FAUT-IL RÉGLEMENTER LE JEU DE TÊTE CHEZ LES JEUNES ?
Dernière mise à jour : 17 févr. 2020
Des scientifiques le prouvent : les anciens footballeurs ont plus de chances de souffrir de maladies neurodégénératives que leurs semblables. Est-ce dû à la multiplication des têtes ? À l'imprudence des acteurs du foot vis-à-vis des commotions cérébrales ? Le football doit-il faire évoluer ses règles pour éviter un drame ? Les États-Unis et l'Écosse ont décidé d'agir en interdisant le jeu de tête chez les plus jeunes. En France et ailleurs, ce principe de précaution n'est pas appliqué. Explications.
PAR AMIR JEREMY MERCREDI 12 FÉVRIER 2020

Sous les préaux scolaires, la légende veut qu’on perde des neurones à chaque coup de boule. Mais cette blague ne fait plus rire certains, notamment en Écosse. Au pays où le kick and rush et les duels aériens sont ancrés dans la culture footballistique, une étude de l’université de Glasgow publiée en novembre dernier a jeté un pavé dans le lac. Celle-ci a été l'une des premières à prouver un lien direct entre la pratique du football et les risques pour la santé mentale des joueurs. L'étude conclut que les anciens footballeurs vivent plus longtemps qu'une personne lambda, mais qu'ils ont par ailleurs trois fois et demi plus de risques de mourir de démence qu’une personne lambda. Dans le détail, les chercheurs ont comparé 7676 joueurs professionnels écossais nés avant 1977 à un panel de 23 028 personnes nées avant 1977. Résultats : 1,7% des footballeurs souffraient d’une maladie neuro-dégénérative contre seulement 0,5% pour le reste de la population. Une vraie alerte.
Et encore. « Le cerveau est complètement mature au niveau de ces interconnexions qu’entre l’âge de 25 et 30 ans » , complète le docteur Emmanuel Orhant, responsable médical de la FFF
Si rien ne prouve que l'accumulation des têtes serait directement responsable de maladies neuro-dégénératives, le retentissement a eu un effet quasi immédiat en Écosse.
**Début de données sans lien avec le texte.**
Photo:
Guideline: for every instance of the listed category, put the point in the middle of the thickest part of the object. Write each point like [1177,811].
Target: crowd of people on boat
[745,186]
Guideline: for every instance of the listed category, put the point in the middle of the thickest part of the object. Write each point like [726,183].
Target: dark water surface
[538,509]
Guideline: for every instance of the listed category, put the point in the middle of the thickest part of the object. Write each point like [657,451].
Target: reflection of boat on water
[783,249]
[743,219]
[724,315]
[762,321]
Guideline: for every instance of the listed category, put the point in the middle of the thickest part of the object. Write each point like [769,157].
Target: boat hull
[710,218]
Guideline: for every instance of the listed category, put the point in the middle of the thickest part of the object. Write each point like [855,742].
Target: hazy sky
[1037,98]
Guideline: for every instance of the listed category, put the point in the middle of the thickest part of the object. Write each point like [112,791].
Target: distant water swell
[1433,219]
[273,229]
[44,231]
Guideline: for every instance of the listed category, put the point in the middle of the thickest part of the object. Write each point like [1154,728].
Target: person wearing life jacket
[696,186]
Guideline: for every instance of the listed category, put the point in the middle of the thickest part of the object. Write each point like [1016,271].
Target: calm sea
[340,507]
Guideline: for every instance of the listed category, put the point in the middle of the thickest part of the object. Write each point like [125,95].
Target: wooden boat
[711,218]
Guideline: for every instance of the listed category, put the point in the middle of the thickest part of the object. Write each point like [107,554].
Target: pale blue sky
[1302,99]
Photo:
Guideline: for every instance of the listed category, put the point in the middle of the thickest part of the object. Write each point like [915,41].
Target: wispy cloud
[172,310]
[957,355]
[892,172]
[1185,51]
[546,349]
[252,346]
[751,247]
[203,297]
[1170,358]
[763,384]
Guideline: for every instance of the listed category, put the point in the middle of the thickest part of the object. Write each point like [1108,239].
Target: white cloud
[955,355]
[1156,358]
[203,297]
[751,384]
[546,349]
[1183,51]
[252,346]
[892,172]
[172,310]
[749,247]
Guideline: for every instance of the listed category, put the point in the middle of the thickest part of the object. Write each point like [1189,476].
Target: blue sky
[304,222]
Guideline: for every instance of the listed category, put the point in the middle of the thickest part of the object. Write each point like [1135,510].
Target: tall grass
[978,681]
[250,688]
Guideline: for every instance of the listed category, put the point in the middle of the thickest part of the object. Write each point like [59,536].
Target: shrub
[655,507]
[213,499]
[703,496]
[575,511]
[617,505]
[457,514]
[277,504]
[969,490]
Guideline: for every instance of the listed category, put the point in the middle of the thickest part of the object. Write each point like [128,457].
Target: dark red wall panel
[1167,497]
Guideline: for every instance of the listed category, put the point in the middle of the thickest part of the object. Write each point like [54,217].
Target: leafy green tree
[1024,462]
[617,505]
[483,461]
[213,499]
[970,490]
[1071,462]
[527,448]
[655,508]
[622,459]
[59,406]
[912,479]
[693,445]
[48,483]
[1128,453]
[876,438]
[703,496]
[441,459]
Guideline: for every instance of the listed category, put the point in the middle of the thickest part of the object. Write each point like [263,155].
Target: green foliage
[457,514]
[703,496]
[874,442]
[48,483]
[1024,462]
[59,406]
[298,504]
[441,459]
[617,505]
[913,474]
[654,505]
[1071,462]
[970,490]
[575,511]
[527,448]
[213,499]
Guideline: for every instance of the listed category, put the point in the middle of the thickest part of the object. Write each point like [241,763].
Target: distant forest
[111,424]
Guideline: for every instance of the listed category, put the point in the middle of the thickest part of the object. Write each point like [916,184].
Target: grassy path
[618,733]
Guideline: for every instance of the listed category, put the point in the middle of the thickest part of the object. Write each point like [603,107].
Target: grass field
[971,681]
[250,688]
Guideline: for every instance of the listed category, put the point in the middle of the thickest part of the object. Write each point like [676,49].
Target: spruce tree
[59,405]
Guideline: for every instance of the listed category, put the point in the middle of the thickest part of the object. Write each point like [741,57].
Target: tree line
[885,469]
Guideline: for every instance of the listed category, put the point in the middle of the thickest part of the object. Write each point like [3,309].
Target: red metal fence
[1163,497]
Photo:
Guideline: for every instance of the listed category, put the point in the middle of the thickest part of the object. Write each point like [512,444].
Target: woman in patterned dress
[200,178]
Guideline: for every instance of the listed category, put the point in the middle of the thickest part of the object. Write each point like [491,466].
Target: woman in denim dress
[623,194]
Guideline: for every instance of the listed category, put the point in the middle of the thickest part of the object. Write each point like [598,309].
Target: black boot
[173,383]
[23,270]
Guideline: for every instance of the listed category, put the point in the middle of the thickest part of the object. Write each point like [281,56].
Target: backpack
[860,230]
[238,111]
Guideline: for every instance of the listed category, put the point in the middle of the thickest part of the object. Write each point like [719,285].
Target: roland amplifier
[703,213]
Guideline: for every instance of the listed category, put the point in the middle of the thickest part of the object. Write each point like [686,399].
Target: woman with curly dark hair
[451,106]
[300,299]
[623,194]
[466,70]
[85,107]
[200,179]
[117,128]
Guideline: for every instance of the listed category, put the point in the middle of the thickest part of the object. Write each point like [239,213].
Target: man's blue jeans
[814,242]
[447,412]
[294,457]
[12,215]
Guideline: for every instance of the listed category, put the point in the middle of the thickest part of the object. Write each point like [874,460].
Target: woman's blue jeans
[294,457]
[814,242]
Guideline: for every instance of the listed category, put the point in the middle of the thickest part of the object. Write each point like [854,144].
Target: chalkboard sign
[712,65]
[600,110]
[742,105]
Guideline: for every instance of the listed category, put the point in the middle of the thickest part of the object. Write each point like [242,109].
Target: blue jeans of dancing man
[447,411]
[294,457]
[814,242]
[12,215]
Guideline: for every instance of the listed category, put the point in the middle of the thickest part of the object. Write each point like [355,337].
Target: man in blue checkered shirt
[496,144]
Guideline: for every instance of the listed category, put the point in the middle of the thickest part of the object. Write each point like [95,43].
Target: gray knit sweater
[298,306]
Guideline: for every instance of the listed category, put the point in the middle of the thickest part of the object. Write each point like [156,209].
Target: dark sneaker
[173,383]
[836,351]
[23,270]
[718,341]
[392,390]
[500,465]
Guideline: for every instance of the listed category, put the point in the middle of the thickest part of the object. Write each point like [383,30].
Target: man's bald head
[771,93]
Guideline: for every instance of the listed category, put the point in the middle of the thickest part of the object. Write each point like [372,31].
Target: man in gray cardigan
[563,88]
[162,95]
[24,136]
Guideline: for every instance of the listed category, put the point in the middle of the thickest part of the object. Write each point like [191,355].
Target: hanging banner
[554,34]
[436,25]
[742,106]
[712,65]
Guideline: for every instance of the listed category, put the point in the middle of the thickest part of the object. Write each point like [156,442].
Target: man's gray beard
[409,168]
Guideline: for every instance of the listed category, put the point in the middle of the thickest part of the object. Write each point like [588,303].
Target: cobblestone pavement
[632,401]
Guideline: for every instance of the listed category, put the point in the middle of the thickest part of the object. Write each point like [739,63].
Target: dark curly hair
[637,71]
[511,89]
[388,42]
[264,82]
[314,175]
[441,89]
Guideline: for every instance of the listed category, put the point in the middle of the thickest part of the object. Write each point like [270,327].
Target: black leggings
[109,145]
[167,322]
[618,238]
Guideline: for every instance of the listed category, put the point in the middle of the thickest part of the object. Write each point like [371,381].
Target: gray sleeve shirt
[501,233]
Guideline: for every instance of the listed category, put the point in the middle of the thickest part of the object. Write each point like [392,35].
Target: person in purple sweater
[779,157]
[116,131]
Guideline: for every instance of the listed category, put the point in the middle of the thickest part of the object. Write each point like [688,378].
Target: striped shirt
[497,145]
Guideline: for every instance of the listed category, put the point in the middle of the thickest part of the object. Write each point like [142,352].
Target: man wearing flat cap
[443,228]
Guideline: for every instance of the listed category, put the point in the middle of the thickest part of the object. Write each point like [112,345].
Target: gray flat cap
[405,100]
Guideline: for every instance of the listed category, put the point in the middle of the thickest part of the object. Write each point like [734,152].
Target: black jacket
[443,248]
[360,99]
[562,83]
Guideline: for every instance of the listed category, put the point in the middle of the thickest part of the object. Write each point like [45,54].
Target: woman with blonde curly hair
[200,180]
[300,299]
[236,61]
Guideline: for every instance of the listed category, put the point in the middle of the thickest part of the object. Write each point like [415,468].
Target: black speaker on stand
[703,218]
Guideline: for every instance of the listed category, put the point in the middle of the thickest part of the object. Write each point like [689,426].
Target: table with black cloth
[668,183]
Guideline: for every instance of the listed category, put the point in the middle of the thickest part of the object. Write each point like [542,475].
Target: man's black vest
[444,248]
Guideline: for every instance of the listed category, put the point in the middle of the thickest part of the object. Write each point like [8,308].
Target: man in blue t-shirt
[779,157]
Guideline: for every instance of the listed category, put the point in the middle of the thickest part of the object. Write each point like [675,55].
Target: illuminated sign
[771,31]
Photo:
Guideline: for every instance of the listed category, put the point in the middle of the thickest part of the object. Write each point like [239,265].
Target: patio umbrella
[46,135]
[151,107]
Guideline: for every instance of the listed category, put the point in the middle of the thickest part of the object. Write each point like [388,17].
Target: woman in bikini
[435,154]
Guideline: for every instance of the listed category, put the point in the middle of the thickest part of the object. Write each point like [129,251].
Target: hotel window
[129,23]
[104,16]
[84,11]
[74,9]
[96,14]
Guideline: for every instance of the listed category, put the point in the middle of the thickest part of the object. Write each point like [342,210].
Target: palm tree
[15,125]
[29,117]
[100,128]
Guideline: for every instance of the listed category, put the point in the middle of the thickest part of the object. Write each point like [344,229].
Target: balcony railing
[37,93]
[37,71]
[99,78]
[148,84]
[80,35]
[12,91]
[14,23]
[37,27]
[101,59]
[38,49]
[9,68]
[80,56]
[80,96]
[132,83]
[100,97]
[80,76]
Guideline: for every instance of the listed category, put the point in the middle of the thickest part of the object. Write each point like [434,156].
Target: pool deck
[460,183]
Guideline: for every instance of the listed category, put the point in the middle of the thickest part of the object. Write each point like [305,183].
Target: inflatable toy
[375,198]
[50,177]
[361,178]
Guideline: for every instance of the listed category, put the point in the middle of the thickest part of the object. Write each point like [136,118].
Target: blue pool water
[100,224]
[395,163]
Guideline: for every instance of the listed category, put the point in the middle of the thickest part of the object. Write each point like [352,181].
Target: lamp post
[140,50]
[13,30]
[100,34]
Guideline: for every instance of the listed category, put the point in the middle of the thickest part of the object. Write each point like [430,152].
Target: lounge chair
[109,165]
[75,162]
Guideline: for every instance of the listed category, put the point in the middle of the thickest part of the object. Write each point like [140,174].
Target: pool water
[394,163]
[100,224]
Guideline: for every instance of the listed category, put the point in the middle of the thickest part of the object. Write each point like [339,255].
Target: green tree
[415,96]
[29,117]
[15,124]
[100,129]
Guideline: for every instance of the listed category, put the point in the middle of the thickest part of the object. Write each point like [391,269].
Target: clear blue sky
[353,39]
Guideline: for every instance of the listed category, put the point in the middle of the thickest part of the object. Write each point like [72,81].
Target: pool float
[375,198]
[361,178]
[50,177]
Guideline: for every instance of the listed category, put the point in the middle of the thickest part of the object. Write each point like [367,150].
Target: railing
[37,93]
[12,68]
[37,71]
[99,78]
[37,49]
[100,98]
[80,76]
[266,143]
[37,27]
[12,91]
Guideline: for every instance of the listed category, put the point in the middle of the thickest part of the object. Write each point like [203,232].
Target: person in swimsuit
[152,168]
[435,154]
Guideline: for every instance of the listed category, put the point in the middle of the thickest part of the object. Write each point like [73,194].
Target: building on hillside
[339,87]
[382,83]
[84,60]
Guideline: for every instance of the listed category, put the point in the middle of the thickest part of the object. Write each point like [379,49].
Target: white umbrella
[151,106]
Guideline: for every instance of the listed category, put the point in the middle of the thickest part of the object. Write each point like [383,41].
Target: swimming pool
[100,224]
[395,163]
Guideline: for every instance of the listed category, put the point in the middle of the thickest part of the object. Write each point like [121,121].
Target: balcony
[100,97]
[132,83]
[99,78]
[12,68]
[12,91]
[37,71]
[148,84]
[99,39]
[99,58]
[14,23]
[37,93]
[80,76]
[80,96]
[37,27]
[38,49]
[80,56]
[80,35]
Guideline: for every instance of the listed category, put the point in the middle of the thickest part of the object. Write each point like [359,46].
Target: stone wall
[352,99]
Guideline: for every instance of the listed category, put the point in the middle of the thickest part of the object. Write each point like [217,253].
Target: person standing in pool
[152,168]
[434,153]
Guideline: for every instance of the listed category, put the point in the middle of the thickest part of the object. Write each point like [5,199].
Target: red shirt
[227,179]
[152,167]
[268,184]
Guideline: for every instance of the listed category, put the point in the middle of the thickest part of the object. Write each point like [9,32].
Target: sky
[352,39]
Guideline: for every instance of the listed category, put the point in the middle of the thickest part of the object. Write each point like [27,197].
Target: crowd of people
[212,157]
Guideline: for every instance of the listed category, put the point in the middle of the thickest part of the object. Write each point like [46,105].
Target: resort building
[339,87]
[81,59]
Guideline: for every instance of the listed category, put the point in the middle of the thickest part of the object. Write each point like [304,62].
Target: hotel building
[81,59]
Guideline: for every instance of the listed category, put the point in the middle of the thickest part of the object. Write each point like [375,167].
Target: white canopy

Quelques semaines après la parution de l'étude de l'université de Glasgow, la Fédération écossaiseest devenue la première en Europe à vouloir interdire le jeu de tête, de l'école de foot jusqu'à la catégorie U12. Un principe de précaution censé protéger une population vulnérable : les enfants.
Coups de tête
Si un adulte court le risque de s’esquinter la cervelle avec un ballon, ce risque peut être démultiplié pour un enfant, dont le cerveau est plus fragile que celui d’un adulte. La première raison est mécanique. « Un enfant est plus petit, pèse moins lourd, donc quand un ballon arrive sur sa tête, celle-ci va être soumise à des forces de pression plus violentes que sur la tête d'un adulte qui a une musculature plus charpentée et un crâne plus solide » , pose Philippe Azouvi, professeur de médecine physique et de réadaptation à l’université de Versailles-Saint-Quentin-en-Yvelines. Deuxième raison : le cerveau d’un enfant est dans une phase de développement. « Les conséquences ne sont pas les mêmes que sur un cerveau qui a atteint sa maturité » , poursuit le neurologue. Le débat sur l’âge limite reste ouvert. Le chercheur américain Robert Cantu, affilié à la faculté de Boston et cofondateur du Sports Legacy Institute, conseille aux moins de 14 ans de ne pas frapper un ballon de la tête avant que les muscles et l’ossature permettent d’encaisser ces chocs. Et encore. « Le cerveau est complètement mature au niveau de ces interconnexions qu’entre l’âge de 25 et 30 ans » , complète le docteur Emmanuel Orhant, responsable médical de la FFF. Un âge où la carrière d’un footballeur est déjà bien avancée.

Aux États-Unis, cela fait quelques années que les choses ont bougé. Le détonateur ? La médiatisation des ravages des commotions cérébrales dans le foot US. Sous la pression d’un recours collectif en justice, intenté par un collectif de parents en 2015 et accusant la FIFA, l’U.S. Soccer et l'American Youth Soccer Organization de négligence dans le traitement et la surveillance des blessures à la tête, la Fédération américaine a décidé d’interdire le jeu de tête aux enfants de moins de 10 ans, et de le réglementer jusqu’à 13 ans. Et les éducateurs ont dû se plier aux règles. « Si jamais il y a un coup de tête en U9 ou U11, c’est coup franc indirect pour l’autre équipe » , indique Stéphane Auvray, l'ancien joueur de Vannes devenu sélectionneur de Saint-Martin et qui dirige aussi depuis 2013 une académie de soccer à Kansas City.